Wednesday, September 24, 2014

News Flash! General Franco is Still Dead and Frank Bruni is Still Upset With the Catholic Church

Chevy Chase mocked deceased General Francisco Franco during the first season of Saturday Night Live, reporting on his nightly news spoof that "Generalissimo Francisco Franco is Still Dead."  The gag went on for two years, according to a Wikipedia article on this very topic.

Maybe Saturday Night Live needs a fresh spoof. How about this? "Frank Bruni is still upset with the Catholic Church."  Today's New York Times ran another of Bruni's attack essays against Catholicism. This time he reported that a Catholic priest in Montana denied communion to two men who recently got married in Seattle.

I agree with Mr. Bruni that all people should be treated with respect and that no one should be discriminated against based on their sexual orientation. But the Church's stance on sexual morality forms part of the Church's core doctrine, and it is not going to change simply because Mr. Bruni continually criticizes the Church in the New York Times.  And flattering Pope Francis (as Mr. Bruni often does in his columns) will not make the Pope rewrite the Catechism.

Frankly, I don't get it. The Catholic Church's position on marriage is basically identical to the doctrine of the Mormon Church and the Southern Baptist Church. But Bruni and the New York Times don't constantly criticize those denominations.

Sometimes I think the the Times has a 24-hour hot line for disaffected Catholics, a line that automatically rolls over to Frank Bruni's cell phone. It seems like the Times never passes up an opportunity to undermine the Catholic Church.  Just last week, the Times reported that Vice President Biden was chummy with a group of disaffected nuns--a real non-story if ever there was one.

I suspect the Times and Bruni think that these relentless attacks will eventually cause people to leave the Catholic Church.  In fact, Bruni quotes Andrew Sullivan, another unhappy Catholic, as saying, "There is only so much inhumanity that a church can be seen to represent before its own members lose faith in it."
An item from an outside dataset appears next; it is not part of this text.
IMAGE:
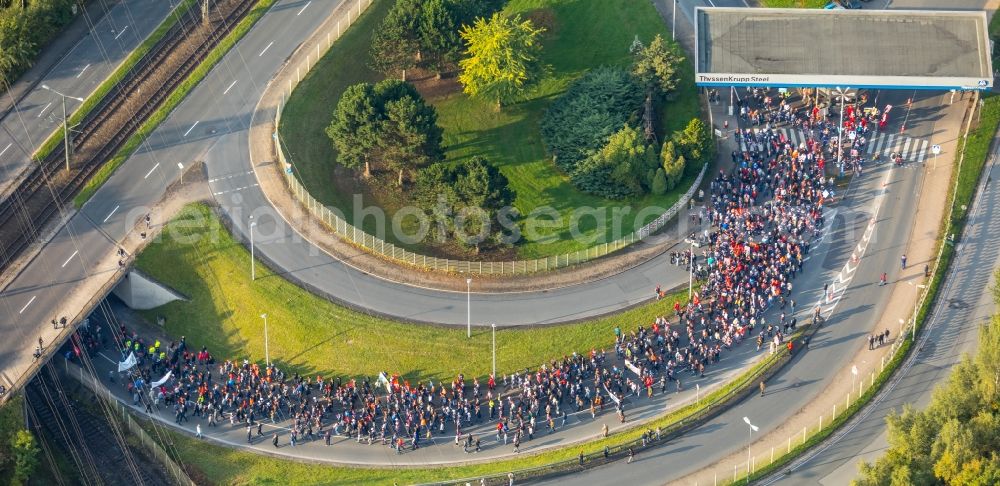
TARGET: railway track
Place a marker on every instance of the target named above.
(85, 437)
(49, 187)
And of course some people have left the Catholic Church.  There are thousands of people who refer to themselves as "recovering Catholics," as if the faith they forsook is a disease.

But the Church is still strong in the U.S.--there are 70 million of us, and the Catholic churches in my part of the country are packed. Frank Bruni's essays may cause some Catholics to abandon their faith, but not all of them.
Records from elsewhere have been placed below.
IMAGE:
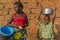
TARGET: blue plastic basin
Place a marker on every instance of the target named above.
(6, 31)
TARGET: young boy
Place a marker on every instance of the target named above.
(46, 27)
(19, 19)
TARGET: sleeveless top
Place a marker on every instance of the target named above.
(19, 20)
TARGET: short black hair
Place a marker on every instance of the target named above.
(48, 17)
(19, 4)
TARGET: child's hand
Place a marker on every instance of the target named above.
(20, 27)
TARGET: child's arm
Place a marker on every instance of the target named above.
(39, 17)
(10, 20)
(53, 17)
(26, 22)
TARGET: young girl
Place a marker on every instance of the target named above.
(46, 27)
(19, 19)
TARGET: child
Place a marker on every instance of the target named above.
(19, 19)
(46, 26)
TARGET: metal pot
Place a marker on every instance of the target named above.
(47, 11)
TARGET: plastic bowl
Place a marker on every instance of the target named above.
(6, 31)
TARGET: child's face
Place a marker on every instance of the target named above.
(46, 20)
(17, 8)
As I have said before, millions of Catholic died for their faith during the twentieth century. A small number were canonized--St.Edith Stein, St. Maximilian Kolbe and a few people who were killed by the Calles regime during Mexico's Cristero rebellion--but most died obscure deaths and have been forgotten.  A couple of million Polish Catholics were murdered by the Nazis and who remembers them?
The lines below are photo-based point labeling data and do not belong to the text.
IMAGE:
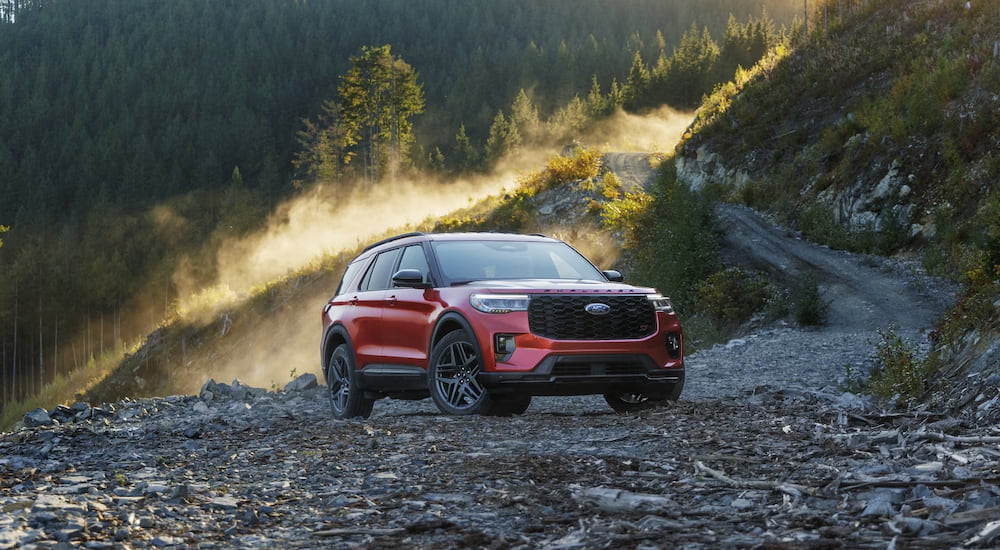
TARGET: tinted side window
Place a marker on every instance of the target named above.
(381, 270)
(414, 258)
(349, 275)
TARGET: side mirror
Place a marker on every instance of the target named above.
(613, 276)
(409, 278)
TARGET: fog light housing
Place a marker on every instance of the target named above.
(503, 346)
(674, 344)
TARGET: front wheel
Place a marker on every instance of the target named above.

But I am inspired by people who refused to renounce their Catholic faith even when faced with death. Does Frank Bruni think his repetitive and petty carping will weaken us?

If the Times is really serious about undermining the Catholic faith in the United States, it is going to have to do more than underwrite Frank Bruni. It is going to have to invest in some concentration camps.


Still dead and Frank Bruni is still upset with the Catholic Church





References

Bruni, Frank. 'I Do' Means You're Done. New York Times, September 24, 2014, p. A29.